TECHNICAL DOCUMENTATION
How SHE works.
A technical overview of the engine architecture, input parameters, output formats, and generation pipeline. For teams evaluating SHE for integration.
HOW IT WORKS
Four layers, from physics to export.
SHE is not a neural network. It is a rule-based generation engine with four distinct layers of responsibility. Each layer has a single job and a clear boundary.
Core — Music Theory Primitives
The mathematical foundation. Intervals, timing grids, harmony math, and meter models that remain true regardless of genre or style. This is the universal physics of music.
Library — Validated Catalogs
Structured collections of chord progressions, rhythmic patterns, genre behaviors, mood profiles, and instrument definitions. Every entry is schema-validated and indexed. Labels like "Soul" or "Uplifting" map to specific, tested generation behaviors — not prompt interpretations.
Services — The Composers
Where musical decisions are made. Services choose progressions based on mood, generate basslines from harmonic context, plan section structure, and shape arrangement energy. Five domains: composition, selection, arrangement, rendering, and analysis.
Execution — Orchestration & Export
The conductor layer. Takes your parameters, routes them through the services, and exports the final package: audio files, MIDI, structured metadata, and machine-readable JSON/XML — all simultaneously.
INPUT PARAMETERS
What you control.
Every generation starts with a set of parameters. Each one maps to specific musical logic in the engine — not a text prompt interpretation.
Genre
Selects from validated genre catalogs that shape rhythm, instrument choice, and harmonic style. Each genre maps to specific generation behaviors — not a text prompt.
House, Jazz, Electronic, Soul, Ambient, Hip-Hop
Mood
Mood profiles influence harmonic color, rhythmic intensity, and arrangement density. Multiple moods can be combined.
Energetic, Melancholic, Uplifting, Dark, Peaceful
Key
Sets the tonal center for the entire piece.

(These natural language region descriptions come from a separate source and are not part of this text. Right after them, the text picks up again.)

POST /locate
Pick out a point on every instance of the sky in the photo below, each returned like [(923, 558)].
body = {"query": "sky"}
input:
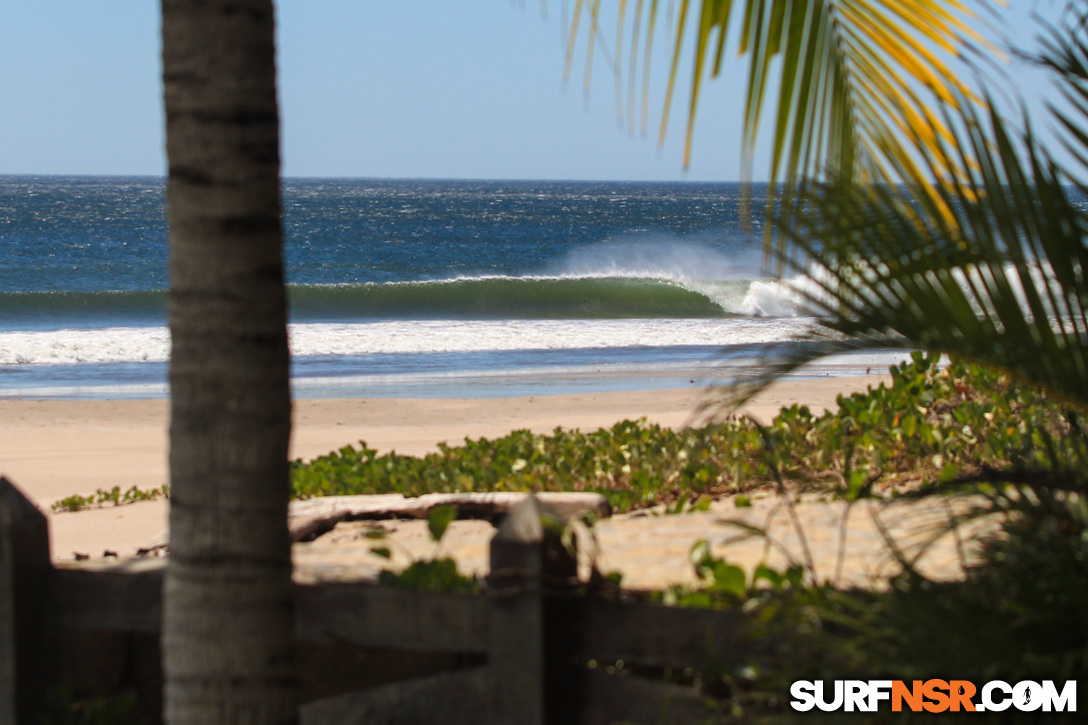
[(368, 88)]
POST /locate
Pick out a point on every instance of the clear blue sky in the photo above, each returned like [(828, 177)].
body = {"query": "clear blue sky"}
[(404, 88)]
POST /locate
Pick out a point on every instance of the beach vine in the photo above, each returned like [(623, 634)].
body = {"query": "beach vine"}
[(932, 427)]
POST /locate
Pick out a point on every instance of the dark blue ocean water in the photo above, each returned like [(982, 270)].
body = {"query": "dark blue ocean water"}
[(403, 287)]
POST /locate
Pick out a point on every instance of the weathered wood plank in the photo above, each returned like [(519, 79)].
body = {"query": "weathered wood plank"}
[(383, 616), (516, 643), (658, 636), (25, 652), (122, 597), (638, 701), (453, 698)]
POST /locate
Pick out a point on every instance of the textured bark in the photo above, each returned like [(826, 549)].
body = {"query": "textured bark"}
[(227, 628)]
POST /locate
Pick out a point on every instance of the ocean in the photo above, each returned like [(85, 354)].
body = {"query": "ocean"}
[(420, 289)]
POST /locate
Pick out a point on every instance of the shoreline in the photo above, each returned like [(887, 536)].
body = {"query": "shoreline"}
[(54, 449)]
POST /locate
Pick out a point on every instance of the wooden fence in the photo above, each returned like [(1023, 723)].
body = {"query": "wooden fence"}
[(521, 651)]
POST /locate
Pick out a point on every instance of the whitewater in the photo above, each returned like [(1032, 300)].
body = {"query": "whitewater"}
[(407, 287)]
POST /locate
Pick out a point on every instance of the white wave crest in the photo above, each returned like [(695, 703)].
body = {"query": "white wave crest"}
[(152, 344)]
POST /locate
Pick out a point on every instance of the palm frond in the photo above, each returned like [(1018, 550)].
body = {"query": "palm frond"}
[(854, 77), (994, 269)]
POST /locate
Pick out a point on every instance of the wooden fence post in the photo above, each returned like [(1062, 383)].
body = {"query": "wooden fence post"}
[(24, 577), (529, 566)]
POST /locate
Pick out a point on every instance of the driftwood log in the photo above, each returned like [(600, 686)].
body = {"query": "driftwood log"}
[(316, 516)]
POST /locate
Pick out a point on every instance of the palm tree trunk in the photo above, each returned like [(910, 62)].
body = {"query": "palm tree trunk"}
[(227, 629)]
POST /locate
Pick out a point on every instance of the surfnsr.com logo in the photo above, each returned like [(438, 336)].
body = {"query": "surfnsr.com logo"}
[(932, 696)]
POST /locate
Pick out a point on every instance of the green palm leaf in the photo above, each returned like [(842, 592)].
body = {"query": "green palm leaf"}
[(855, 77), (991, 267)]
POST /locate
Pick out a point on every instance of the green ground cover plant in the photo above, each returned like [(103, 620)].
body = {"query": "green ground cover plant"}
[(931, 427), (112, 498)]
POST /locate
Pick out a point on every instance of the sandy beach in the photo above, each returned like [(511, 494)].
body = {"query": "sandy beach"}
[(54, 449)]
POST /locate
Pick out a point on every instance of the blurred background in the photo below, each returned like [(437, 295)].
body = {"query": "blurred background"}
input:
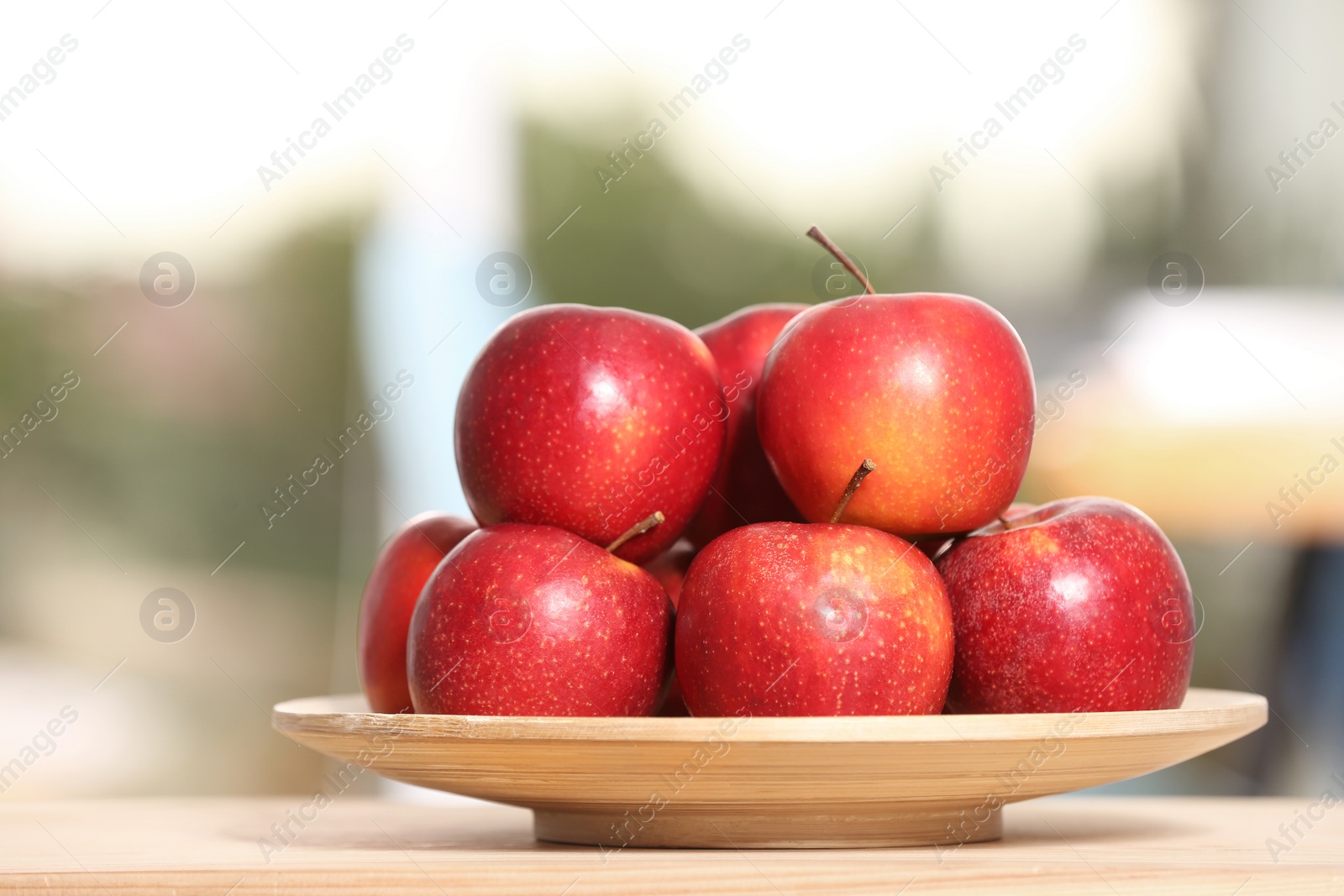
[(226, 226)]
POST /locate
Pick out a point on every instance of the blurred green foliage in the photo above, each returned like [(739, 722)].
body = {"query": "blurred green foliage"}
[(654, 244), (174, 437)]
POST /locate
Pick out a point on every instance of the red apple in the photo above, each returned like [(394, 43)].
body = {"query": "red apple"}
[(401, 571), (591, 419), (934, 387), (1079, 605), (669, 567), (534, 621), (813, 620), (745, 490), (669, 570)]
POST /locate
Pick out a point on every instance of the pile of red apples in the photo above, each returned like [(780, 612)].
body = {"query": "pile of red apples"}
[(796, 511)]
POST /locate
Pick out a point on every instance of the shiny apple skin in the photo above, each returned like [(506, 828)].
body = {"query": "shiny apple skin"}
[(1081, 606), (812, 620), (936, 389), (401, 571), (591, 419), (745, 490), (534, 621)]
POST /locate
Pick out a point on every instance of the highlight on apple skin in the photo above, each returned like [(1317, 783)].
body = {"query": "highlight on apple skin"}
[(812, 620), (591, 419), (526, 620), (1081, 605), (937, 389)]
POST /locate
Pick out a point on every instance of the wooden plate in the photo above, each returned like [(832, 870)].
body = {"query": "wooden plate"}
[(766, 782)]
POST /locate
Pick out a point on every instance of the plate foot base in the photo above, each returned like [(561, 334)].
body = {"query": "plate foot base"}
[(784, 829)]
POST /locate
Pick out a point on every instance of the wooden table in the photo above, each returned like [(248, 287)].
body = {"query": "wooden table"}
[(1061, 846)]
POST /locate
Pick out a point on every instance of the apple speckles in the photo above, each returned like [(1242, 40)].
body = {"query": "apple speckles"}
[(823, 636)]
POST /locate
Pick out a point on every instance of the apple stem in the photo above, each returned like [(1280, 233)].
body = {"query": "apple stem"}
[(844, 259), (864, 469), (638, 528)]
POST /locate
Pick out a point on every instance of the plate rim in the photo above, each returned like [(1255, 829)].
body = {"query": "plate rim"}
[(1213, 710)]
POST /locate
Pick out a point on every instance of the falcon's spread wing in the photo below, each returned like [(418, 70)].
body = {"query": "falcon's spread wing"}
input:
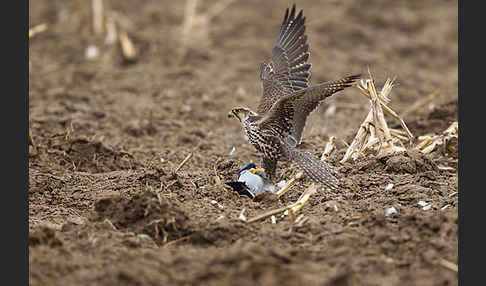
[(289, 114), (287, 70)]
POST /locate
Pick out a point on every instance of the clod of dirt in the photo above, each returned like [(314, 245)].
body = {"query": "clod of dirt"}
[(254, 265), (44, 236), (411, 162), (144, 213), (218, 233), (435, 121), (138, 128)]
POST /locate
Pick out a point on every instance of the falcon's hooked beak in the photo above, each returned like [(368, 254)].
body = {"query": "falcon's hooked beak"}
[(257, 171), (234, 113)]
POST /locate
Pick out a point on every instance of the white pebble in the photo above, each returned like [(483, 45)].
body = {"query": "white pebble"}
[(91, 52), (389, 187), (274, 220), (422, 203), (427, 207), (242, 215)]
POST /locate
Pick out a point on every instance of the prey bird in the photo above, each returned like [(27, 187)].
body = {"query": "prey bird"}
[(276, 128), (251, 181)]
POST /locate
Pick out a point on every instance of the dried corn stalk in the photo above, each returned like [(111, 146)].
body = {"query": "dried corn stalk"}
[(374, 136)]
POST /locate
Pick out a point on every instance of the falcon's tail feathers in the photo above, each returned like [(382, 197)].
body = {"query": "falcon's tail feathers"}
[(315, 169)]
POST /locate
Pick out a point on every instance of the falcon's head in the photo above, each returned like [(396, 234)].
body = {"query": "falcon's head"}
[(242, 113)]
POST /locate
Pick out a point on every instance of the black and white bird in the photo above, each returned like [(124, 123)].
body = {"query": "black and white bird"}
[(251, 181)]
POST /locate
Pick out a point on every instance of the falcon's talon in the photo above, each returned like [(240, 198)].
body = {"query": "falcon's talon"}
[(287, 100)]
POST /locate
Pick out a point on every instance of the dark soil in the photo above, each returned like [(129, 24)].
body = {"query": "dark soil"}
[(105, 207)]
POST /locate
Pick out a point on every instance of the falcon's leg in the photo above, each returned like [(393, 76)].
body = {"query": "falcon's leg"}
[(270, 166)]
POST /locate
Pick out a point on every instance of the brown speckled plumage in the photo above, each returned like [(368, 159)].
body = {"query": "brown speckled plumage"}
[(287, 100)]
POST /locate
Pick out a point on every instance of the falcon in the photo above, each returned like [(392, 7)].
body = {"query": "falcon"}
[(275, 129)]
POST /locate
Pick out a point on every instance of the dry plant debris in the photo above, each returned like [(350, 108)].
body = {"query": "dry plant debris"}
[(374, 136), (108, 24)]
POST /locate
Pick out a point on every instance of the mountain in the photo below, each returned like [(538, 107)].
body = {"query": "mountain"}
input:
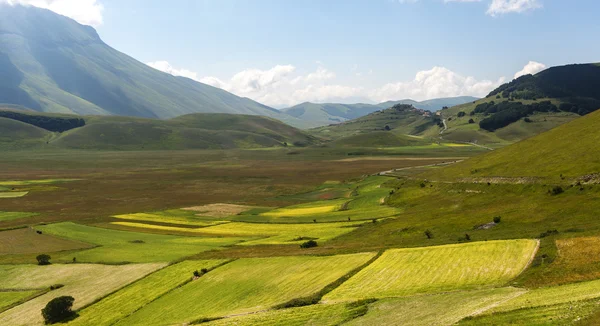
[(31, 130), (330, 113), (400, 119), (51, 63), (525, 107), (564, 152)]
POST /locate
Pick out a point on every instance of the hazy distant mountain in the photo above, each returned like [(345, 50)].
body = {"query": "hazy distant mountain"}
[(330, 113), (51, 63)]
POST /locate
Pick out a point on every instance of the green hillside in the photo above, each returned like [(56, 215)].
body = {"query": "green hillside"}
[(193, 131), (331, 113), (525, 107), (400, 119), (568, 150), (51, 63)]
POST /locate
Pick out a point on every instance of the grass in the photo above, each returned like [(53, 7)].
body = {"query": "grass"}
[(548, 155), (562, 314), (126, 301), (267, 233), (432, 310), (244, 286), (10, 298), (553, 295), (27, 241), (401, 272), (86, 283), (171, 217), (34, 182), (122, 246), (574, 260), (319, 314), (13, 194), (8, 216)]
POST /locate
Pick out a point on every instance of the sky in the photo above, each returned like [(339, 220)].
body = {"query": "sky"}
[(285, 52)]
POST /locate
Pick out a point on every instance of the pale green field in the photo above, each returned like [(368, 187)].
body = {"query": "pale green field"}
[(7, 216), (11, 297), (433, 310), (245, 286), (163, 217), (84, 282), (557, 315), (13, 194), (116, 246), (319, 314), (136, 295), (402, 272), (268, 233), (553, 295), (33, 182)]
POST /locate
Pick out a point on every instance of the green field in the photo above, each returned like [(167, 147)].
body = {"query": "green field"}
[(7, 216), (84, 282), (401, 272), (433, 310), (13, 194), (267, 233), (246, 285), (136, 295), (319, 314), (116, 246), (574, 313), (9, 298)]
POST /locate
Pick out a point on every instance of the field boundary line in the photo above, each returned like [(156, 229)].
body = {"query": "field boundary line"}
[(169, 291)]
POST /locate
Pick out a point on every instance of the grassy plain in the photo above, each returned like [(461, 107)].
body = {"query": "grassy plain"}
[(116, 246), (266, 233), (232, 289), (7, 216), (126, 301), (402, 272), (319, 314), (432, 310), (84, 282)]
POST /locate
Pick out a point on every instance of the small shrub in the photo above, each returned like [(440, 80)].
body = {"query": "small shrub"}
[(56, 286), (556, 191), (43, 259), (549, 233), (58, 310), (309, 244), (428, 234)]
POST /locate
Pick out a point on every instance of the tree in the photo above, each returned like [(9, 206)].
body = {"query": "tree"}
[(428, 234), (43, 259), (58, 310)]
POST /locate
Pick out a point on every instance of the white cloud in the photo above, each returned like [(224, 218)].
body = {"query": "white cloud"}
[(87, 12), (531, 68), (281, 85), (499, 7), (164, 66), (434, 83)]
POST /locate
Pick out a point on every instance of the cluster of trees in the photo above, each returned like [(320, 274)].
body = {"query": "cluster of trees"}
[(505, 113), (55, 124)]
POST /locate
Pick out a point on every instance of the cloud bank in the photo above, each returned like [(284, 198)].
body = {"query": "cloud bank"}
[(281, 86)]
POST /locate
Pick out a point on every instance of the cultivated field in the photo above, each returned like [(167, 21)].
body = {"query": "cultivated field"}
[(401, 272), (266, 233), (433, 310), (232, 289), (84, 282), (116, 246), (136, 295)]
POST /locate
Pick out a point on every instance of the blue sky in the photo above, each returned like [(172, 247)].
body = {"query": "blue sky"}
[(286, 52)]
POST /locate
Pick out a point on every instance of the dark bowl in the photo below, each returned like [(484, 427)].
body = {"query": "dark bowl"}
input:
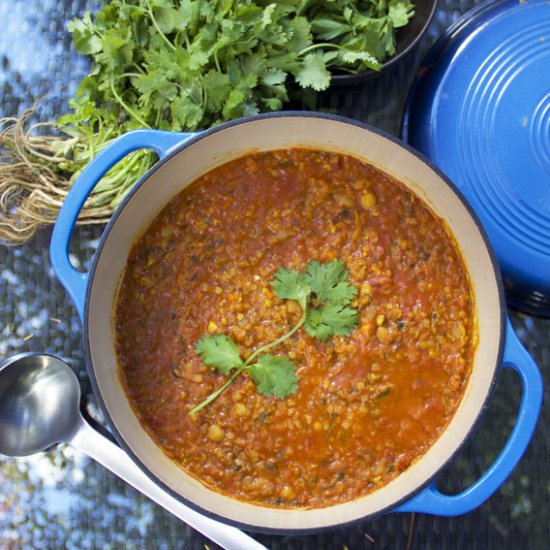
[(407, 38)]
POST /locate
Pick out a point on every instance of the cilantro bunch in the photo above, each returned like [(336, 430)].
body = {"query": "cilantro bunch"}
[(189, 64), (324, 295)]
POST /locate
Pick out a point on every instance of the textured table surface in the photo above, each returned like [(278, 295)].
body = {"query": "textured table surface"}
[(61, 499)]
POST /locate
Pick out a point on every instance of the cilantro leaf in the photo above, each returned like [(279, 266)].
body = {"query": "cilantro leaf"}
[(313, 73), (329, 282), (274, 376), (400, 12), (331, 320), (220, 352), (291, 285)]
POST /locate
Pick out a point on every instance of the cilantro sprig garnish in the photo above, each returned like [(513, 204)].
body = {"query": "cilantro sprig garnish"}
[(324, 294)]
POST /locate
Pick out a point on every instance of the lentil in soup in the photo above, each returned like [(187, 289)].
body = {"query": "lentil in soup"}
[(367, 405)]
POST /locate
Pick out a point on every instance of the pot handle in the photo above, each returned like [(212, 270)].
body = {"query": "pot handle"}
[(431, 501), (74, 281)]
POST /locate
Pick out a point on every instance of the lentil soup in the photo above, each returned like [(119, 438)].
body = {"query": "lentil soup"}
[(369, 404)]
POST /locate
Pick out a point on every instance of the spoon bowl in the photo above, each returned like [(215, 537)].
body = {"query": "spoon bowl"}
[(40, 406), (39, 403)]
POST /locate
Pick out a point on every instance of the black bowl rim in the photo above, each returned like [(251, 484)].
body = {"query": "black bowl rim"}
[(339, 80)]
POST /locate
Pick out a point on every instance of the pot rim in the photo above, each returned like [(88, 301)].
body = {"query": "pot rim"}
[(105, 410)]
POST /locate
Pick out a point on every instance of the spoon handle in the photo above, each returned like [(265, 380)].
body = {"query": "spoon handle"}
[(117, 461)]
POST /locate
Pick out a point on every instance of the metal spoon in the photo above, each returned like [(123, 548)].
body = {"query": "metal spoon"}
[(40, 406)]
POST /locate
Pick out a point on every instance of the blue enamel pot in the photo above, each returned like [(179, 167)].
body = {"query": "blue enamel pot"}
[(183, 158)]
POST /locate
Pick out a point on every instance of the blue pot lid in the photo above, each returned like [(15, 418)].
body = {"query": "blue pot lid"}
[(480, 110)]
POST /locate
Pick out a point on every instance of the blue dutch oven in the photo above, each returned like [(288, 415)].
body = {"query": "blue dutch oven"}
[(183, 158)]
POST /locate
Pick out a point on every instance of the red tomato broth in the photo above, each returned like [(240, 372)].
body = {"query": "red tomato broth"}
[(367, 405)]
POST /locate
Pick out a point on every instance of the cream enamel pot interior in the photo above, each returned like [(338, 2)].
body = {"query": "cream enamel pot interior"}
[(183, 159)]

All harmonic decisions resolve relative to this key.
C, D, F#, Bb — any of the 12 chromatic pitches
Mode
Determines the scale and harmonic character. Modes shape whether music feels bright, dark, suspended, or resolved.
Ionian (major), Dorian, Mixolydian, Aeolian (minor), Phrygian
Chord Progression
Choose from a validated catalog of progressions, or let the engine select based on genre and mood context. Each progression carries metadata: formula, cadence type, and harmonic signature.
I–V–vi–IV, ii–V–I, vi–IV–I–V
Tempo
Beats per minute. Affects rhythmic grid density, swing behavior, and section energy calculations.
60–200 BPM (default: 120)
Song Form
Defines the structural blueprint: which sections appear, in what order, and how many bars each contains.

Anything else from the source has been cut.